2. Yargıtay İçtihadı Birleştirme Büyük Genel Kurulunun, 16.05.1956 tarihli ve 1956/1 Esas, 1956/6 Karar sayılı kararının ilgili bölümü şöyledir: “... Usûlü dairesinde istimlak muamelesine tevessül edilmeksizin gayrimenkulü yola kalbedilen şahsın, esas itibarıyla, gayrimenkulünü yola kalbeden amme hükmi şahsiyeti aleyhine meni müdahale davası açmağa hakkı olduğuna, ancak dilerse bu fiili duruma razı olarak, mülkiyet hakkının amme hükmi şahsiyetine devrine karşılık gayrimenkulünün bedelinin tahsilini de dava edebileceğine ve isteyebileceği bedelin de mülkiyet hakkının devrine razı olduğu tarih olan dava tarihindeki bedel olduğuna 16.05.1956 tarihinde ilk toplantıda ittifakla karar verildi.”

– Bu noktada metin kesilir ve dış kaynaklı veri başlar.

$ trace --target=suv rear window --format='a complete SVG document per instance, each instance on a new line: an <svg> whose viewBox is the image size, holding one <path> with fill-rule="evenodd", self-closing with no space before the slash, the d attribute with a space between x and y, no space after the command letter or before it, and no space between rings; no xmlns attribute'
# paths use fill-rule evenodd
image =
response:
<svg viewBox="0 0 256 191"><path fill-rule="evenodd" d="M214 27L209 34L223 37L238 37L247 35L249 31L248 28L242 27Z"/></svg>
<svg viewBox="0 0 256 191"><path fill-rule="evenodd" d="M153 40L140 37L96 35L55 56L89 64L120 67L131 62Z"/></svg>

3. Yargıtay İçtihadı Birleştirme Büyük Genel Kurulunun, 16.05.1956 tarihli ve 1954/1 Esas, 1956/7 Karar sayılı kararı ile “... Usûlü dairesinde istimlak muamelesine tevessül edilmeksizin gayrimenkulü yola kalbedilen şahsın, gayrimenkulünün bedelinin tahsiline ilişkin olarak, gayrimenkulünü yola kalbeden hükmü şahsiyeti aleyhine açacağı bedel davasında müruruzamanın mevzuubahis olamayacağına ve bu itibarla da, hadisede Borçlar Kanunu'nun 66. maddesinin tatbik kabiliyeti bulunmadığına ...” karar verilmiştir.

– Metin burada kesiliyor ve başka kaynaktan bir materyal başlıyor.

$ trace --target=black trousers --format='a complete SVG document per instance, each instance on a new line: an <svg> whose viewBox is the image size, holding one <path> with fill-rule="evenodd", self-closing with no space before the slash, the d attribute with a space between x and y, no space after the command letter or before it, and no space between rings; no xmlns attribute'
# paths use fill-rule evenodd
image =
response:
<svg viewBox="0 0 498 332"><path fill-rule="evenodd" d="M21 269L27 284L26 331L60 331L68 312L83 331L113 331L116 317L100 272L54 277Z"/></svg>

4. 2942 sayılı Kanun'un 11 inci maddesi.
3. Değerlendirme
1.Bölge Adliye Mahkemelerinin nihai kararlarının bozulması 6100 sayılı Hukuk Muhakameleri Kanun’un 371 inci maddesi ile 369 uncu maddesinin birinci fıkrasında yer alan sebeplerden birinin varlığı hâlinde mümkündür.
2. Kocaeli ili, ... ilçesi, ... Ş. Mahallesi, 540 ada 21 parsel sayılı taşınmaza, 2942 sayılı Kanun'un 11 inci maddesinin birinci fıkrasının (g) bendi uyarınca emsalin üstün ve eksik yönleri belirlenip kıyaslaması yapılarak değer biçilmesinde ve bedelinin alınan rapor uyarınca davalı ... Bakanlığından tahsiline karar verilmesi yerindedir.

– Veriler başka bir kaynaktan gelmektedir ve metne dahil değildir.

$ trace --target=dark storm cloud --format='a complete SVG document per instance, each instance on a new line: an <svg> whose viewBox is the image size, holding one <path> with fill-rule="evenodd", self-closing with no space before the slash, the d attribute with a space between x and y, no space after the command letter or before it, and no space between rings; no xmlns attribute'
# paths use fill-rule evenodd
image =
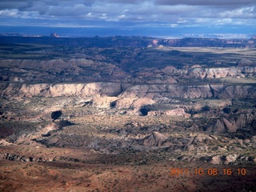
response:
<svg viewBox="0 0 256 192"><path fill-rule="evenodd" d="M161 5L190 5L190 6L244 6L255 5L254 0L156 0Z"/></svg>
<svg viewBox="0 0 256 192"><path fill-rule="evenodd" d="M141 26L253 25L255 0L27 0L1 1L2 24ZM34 22L33 22L34 21ZM41 22L40 22L41 21ZM6 22L6 23L5 23ZM48 23L48 24L47 24Z"/></svg>

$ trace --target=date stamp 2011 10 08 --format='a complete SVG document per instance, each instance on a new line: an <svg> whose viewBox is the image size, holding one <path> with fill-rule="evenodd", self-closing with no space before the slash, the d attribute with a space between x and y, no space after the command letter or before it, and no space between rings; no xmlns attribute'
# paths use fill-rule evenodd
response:
<svg viewBox="0 0 256 192"><path fill-rule="evenodd" d="M246 170L245 168L231 169L231 168L194 168L194 170L189 170L187 168L170 168L170 175L241 175L245 176L246 174Z"/></svg>

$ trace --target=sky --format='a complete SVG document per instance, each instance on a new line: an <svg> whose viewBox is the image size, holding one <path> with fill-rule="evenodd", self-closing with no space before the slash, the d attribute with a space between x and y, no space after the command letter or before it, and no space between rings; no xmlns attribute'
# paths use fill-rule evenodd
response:
<svg viewBox="0 0 256 192"><path fill-rule="evenodd" d="M255 24L255 0L0 2L0 33L51 31L61 36L250 35L256 34Z"/></svg>

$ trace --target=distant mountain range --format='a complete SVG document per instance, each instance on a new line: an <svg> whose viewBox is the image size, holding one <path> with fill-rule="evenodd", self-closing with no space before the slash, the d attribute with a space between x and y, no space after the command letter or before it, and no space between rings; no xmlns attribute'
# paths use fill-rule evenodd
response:
<svg viewBox="0 0 256 192"><path fill-rule="evenodd" d="M250 39L220 39L213 38L155 38L141 36L113 36L94 38L61 38L56 34L47 36L1 35L0 43L35 43L94 47L198 46L198 47L256 47L256 37Z"/></svg>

3.Temyizen incelenen karar, tarafların karşılıklı iddia ve savunmalarına, dayandıkları belgelere, uyuşmazlığa uygulanması gereken hukuk kuralları ile hukuki ilişkinin nitelendirilmesine, dava şartlarına, yargılama ve ispat kuralları ile kararda belirtilen gerekçelere göre usul ve kanuna uygun olup, davalı ... vekili tarafından temyiz dilekçesinde ileri sürülen nedenler kararın bozulmasını gerektirecek nitelikte görülmemiştir.
VI. KARAR
Açıklanan sebeplerle;
A.Davalı ... Vekilinin ... ve ... dışında kalan davacılara ilişkin Temyizi Yönünden;
Temyiz dilekçelerinin miktar yönünden reddine,
B. Davalı ... Vekilinin Davacılar ... ve ...'a İlişkin Temyizi Yönünden;
Yerinde görülmeyen tüm temyiz itirazlarının reddiyle usul ve kanuna uygun Bölge Adliye Mahkemesi kararının 6100 sayılı Kanun’un 370 inci maddesinin birinci fıkrası uyarınca ONANMASINA,
Davalı ... harçtan muaf olduğundan harç alınmasına yer olmadığına,
Dosyanın İlk derece mahkemesine, kararın bir örneğinin Bölge Adliye Mahkemesine gönderilmesine,
31.10.2023 tarihinde oy birliğiyle karar verildi.